Gilbert BecaudDecember 18, 2001 – Gilbert Bécaud was born François Silly in Toulon France on October 24, 1927 and became one of France’s most beloved and successful singer, composer and actor.  He learned to play the piano at a young age, and then went to the Conservatoire in Nice.

In 1942, not even 16 years old, he left school to join the French Resistance during WorldWar II.

He began songwriting in 1948, after meeting Maurice Vidalin, who inspired him to write his early compositions. He began writing for Marie Bizet; Bécaud, Bizet and Vidalin became a successful trio, and their partnership lasted until 1950.

While touring with Jacques Pills as a pianist, Bécaud met Édith Piaf, the wife of Jacques Pills at the time. He began singing at her suggestion in 1953, with “Mes Mains” and “Les Croix”. His first performance came a year later.

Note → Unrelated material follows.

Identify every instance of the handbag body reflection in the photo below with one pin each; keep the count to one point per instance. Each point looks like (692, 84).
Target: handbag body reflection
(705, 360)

His hits in the later part of the decade included La Corrida (1956), Le Jour où la Pluie Viendra (1957) and C’est Merveilleux L’amour(1958).

His first hit in the English-speaking world was Jane Morgan’s cover version of “Le Jour où la Pluie Viendra” (as “The Days the Rains Came”, with English lyrics by Carl Sigman) in 1958. He began acting in the same period, starting with “Le Pays D’où Je Viens” (1956). In 1960, he won a Grand Prix du Disque and composed L’enfant à L’étoile, a Christmas cantata. That same year, Let It Be Me, an English version of his Je t’appartiens, became a hit for the Everly Brothers, followed, over the years, by Bob Dylan, Nina Simone, Elvis Presley, Willie Nelson, Jerry Butler, Sam & Dave and James Brown.

To underscore his enormous talent, Bécaud wrote and recorded “Et Maintenant” in 1961, one of the biggest selling singles in French history. Translated as “What Now My Love”, the song became a hit by Shirley Bassey, Sonny & Cher, Elvis Presley, Judy Garland, Andy Williams, Herb Alpert and Frank Sinatra. He also co-wrote “Love on the Rocks” with Neil Diamond, which was featured on the soundtrack of The Jazz Singer and was an international hit. In addition, he co-wrote “September Morn” with Neil Diamond. Marlene Dietrich recorded his “Marie, Marie” and performed it in her stage shows.

On stage he became known as Monsieur 100,000 Volts for his energetic performances. He wrote around 450 songs and from the 1970s on preferred touring over recording. My personal favorite, which strangely enough is barely mentioned and not covered on the Wikipedia entry, is the song Nathalie about a female guide showing him Moscov in the early days of the Cold War. The promotional video was shot mostly on Red Square (la place rouge) in 1963.

He sadly died from cancer on his houseboat on the Seine River in Paris on Dec 18, 2001 at the age of 74.